Math 151 , Sp2006, Day 40 Monday May 8 Hit reload After class, corrected

Day 40  (Re)reading Ch. 23, reading Ch. 25 (for Matched pairs), Reading: D&V Ch. 24 (two independent samples) first 2 pages, then  thru p. 462, then 465-9.  You will not need to compute a two-sample t procedure by hand, but you will need to know how to identify the situation, (possibly) to use SPSS, and understand the results. This is the end of the course material.
Hand in Wednesday
p. 449 #11 a,b,c (Not SPSS) Normal temperature II
On a separate page:
Review exercise, part 1:
 
For the situations in  problems  17 and 19, pp. 491-2,  we have in each an experiment with two treatments, wet and dry pavement.
 a) Look at the situations.   Which is Matched Pair design?  The Other design is most like what we called Completely Randomized design, although it doesn't say if any randomization took place.
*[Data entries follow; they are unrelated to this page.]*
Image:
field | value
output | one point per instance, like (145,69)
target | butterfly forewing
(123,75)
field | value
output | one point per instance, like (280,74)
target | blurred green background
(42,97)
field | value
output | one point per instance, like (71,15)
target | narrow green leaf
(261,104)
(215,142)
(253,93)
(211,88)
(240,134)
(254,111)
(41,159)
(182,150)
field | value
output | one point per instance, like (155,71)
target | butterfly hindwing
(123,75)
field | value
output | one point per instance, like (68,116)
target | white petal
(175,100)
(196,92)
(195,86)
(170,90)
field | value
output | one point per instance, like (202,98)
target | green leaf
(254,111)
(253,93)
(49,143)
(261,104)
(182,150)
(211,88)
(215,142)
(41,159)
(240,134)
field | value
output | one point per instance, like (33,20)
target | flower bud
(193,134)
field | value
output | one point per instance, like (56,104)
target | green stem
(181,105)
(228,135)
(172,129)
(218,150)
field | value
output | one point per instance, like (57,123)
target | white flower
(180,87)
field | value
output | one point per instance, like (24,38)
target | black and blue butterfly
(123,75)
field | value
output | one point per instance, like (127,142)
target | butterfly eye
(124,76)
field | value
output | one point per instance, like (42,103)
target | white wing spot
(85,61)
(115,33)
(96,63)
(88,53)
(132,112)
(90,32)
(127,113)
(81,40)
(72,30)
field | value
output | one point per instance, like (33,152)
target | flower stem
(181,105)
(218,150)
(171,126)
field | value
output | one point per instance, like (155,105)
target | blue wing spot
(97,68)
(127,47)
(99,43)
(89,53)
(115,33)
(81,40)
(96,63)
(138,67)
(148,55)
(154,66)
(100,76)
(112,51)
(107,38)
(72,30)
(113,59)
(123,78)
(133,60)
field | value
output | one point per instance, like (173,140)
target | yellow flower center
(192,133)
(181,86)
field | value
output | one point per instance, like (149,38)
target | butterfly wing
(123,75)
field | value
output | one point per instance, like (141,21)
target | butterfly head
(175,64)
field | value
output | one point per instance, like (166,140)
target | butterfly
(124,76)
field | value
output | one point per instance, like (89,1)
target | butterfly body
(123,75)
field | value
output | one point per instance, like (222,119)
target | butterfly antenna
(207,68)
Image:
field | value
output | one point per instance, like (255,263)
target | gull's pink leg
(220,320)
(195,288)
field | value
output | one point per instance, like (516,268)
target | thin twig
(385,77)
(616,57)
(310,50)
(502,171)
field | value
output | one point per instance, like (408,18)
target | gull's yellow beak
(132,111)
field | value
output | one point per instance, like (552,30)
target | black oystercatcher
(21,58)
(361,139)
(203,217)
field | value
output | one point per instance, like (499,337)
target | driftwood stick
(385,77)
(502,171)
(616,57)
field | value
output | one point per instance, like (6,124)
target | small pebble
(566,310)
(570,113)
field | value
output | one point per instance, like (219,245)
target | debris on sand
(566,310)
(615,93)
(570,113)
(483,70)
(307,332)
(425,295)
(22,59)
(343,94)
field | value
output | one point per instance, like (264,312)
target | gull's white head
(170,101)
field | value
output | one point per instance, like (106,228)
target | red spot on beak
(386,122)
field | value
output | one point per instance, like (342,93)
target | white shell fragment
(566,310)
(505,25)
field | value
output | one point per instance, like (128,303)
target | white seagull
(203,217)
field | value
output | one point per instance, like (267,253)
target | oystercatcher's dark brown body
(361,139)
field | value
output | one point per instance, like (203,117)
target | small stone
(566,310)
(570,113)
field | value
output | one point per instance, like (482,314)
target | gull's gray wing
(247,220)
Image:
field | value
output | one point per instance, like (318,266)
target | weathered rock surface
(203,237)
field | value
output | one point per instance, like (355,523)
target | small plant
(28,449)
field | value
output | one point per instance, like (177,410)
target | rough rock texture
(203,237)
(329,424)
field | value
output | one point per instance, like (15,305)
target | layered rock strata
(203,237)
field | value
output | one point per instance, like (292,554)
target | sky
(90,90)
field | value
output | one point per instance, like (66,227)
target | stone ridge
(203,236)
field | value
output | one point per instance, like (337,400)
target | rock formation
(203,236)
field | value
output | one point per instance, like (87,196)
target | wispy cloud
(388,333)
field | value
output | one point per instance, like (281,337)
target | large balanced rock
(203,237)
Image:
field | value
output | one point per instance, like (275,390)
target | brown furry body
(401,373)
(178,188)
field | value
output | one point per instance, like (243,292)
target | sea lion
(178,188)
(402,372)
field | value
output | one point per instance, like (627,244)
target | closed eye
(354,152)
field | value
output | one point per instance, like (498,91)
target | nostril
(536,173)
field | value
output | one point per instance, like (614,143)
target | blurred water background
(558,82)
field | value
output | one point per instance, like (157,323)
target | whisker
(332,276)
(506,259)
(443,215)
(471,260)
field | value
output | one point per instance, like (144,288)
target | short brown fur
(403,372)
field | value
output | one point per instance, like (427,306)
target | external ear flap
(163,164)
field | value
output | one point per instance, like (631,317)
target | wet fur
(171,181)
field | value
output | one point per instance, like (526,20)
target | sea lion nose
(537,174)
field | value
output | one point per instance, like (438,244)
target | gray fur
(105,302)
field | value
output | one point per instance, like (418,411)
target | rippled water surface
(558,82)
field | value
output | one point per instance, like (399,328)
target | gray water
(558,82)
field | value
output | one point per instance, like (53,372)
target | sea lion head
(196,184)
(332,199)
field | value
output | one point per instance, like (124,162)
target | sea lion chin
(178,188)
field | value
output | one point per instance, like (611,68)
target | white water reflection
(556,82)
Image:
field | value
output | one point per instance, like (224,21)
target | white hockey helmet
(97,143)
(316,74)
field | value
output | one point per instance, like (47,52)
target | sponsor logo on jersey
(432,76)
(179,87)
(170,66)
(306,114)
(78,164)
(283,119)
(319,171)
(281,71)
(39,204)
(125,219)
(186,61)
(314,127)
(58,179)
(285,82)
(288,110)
Make a Diagram of the Other design.
b)  For the Other data,  do back to back stemplots of the Dry and Wet stopping distances.  Find the 5-number summaries for each, and  make side-by-side boxplots of the  two.  We don't know how to do the statistics for this, but based on your boxplots, do you believe that (if we knew how) we would find a significant difference between mean stopping time  on wet pavement and on dry?  Explain.
c)  For the Matched Pair data, calculate 10 new data values, for each car the Wet distance minus the Dry distance.  These are the "differences".  Make a stemplot of these and find the 5-number summary.  On the basis of this, do you believe that there is a significant difference between mean stopping time  on wet pavement and on dry?  Explain.
d) The text seems to indicate that all the data in the design of #17 may have come from the same set of tires (it's all on the same car).  If so, it would be important that the sequence of trials not be confounded with whether the pavement is wet or dry (maybe these sudden stops wear down the tires very fast!)  Explain how you could organize the trials (perhaps by randomizing, perhaps just by planning) to keep possible wear on the tires from being confounded with the wet/dry treatments.
e) In #19, there are 10 cars, so probably 10 sets of tires.   Compare the Dry stopping times for the data of #19 with that of  Dry stopping times for the data of #17, using back to back stemplots.  Do they seem different, in either middle or spread?
f) Comment on the shapes of all the distributions you stemplotted:  symmetry, near-normality, unimodality, outliers?
More on these later.

Postpone all the rest:
Using SPSS: (
Handout,one sample t)

AUse SPSS. Redo the example on the handout (Cola sweetness loss). Type in the 10 data values.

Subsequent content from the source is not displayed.